Prepare the following, adding each to the bowl of a food processor fitted with a blade attachment as it is completed: Finely grate 1 ounce Pecorino Romano cheese (about ½ packed cup, or use ⅓ cup store-bought grated). Juice ½ medium lemon (about 1 ½ tablespoons). Smash and peel 2 garlic cloves. you h Pick the leaves from 1 large bunch fresh basil until you have 2 lightly packed cups.
Add ⅓ cup pine nuts, 1 teaspoon kosher salt, and ½ teaspoon black pepper. Pour in ¼ cup olive oil and pulse until a smooth paste forms, about 12 (1-second) pulses. If dry, add more olive oil, 1 tablespoon at a time, and pulse again until the pesto is smooth.
Heat an outdoor grill for direct, medium heat (350 to 375ºF). Meanwhile, cut ½ medium lemon into 4 wedges and cut 2 tablespoons salted butter into 4 pieces.
Line a large plate with a large sheet of aluminum foil. Pat 4 halibut fillets dry with paper towels, then place on second unlined large plate. Coat the fish on both sides with 2 tablespoons olive oil and season with 1 teaspoon kosher salt and 1 teaspoon black pepper.
Scrape the grates clean if needed. Oil the grill grates with a paper towel dipped in olive oil. Place the fish on the grill grates (skin-side down if there is skin). Cover and grill until the bottoms turn opaque and a spatula can slide underneath the fillets with little resistance, about 3 minutes. Flip the fillets, cover, and grill until they are almost completely opaque and an instant-read thermometer inserted into the center of the thickest fillet registers 125ºF, 3 to 4 minutes.

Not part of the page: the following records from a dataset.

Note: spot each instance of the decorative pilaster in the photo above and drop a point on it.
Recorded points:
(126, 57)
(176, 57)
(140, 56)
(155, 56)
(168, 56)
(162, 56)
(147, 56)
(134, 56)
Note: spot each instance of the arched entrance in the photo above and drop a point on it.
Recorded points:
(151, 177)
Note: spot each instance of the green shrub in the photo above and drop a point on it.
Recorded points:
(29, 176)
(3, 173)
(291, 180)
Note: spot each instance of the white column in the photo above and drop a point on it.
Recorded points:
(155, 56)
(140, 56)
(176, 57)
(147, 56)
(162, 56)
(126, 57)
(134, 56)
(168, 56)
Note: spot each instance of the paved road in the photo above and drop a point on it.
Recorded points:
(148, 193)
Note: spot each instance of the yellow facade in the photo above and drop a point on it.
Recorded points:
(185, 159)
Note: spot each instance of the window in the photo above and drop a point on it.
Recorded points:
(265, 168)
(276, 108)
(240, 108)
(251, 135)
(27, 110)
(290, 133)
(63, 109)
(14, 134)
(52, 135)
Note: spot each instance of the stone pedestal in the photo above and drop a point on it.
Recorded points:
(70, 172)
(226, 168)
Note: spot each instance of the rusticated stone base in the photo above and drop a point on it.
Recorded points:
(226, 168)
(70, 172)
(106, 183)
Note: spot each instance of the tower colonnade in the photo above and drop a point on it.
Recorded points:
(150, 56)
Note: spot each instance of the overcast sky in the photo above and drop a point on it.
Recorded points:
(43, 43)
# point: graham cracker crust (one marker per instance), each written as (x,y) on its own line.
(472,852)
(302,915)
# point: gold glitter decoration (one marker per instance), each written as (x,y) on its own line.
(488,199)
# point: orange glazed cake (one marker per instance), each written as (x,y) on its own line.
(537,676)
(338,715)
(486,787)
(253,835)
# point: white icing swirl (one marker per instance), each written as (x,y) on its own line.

Transfer the fillets to the foil-lined plate in a single layer. Quickly place 1 piece of butter onto each filet. Fold the foil up and over the halibut to completely cover and let sit for 5 minutes. (The residual heat will increase the internal temperature to about 130ºF, a perfect medium, and also create steam to keep the fish from drying out.) Uncover and serve with the lemon wedges and pesto.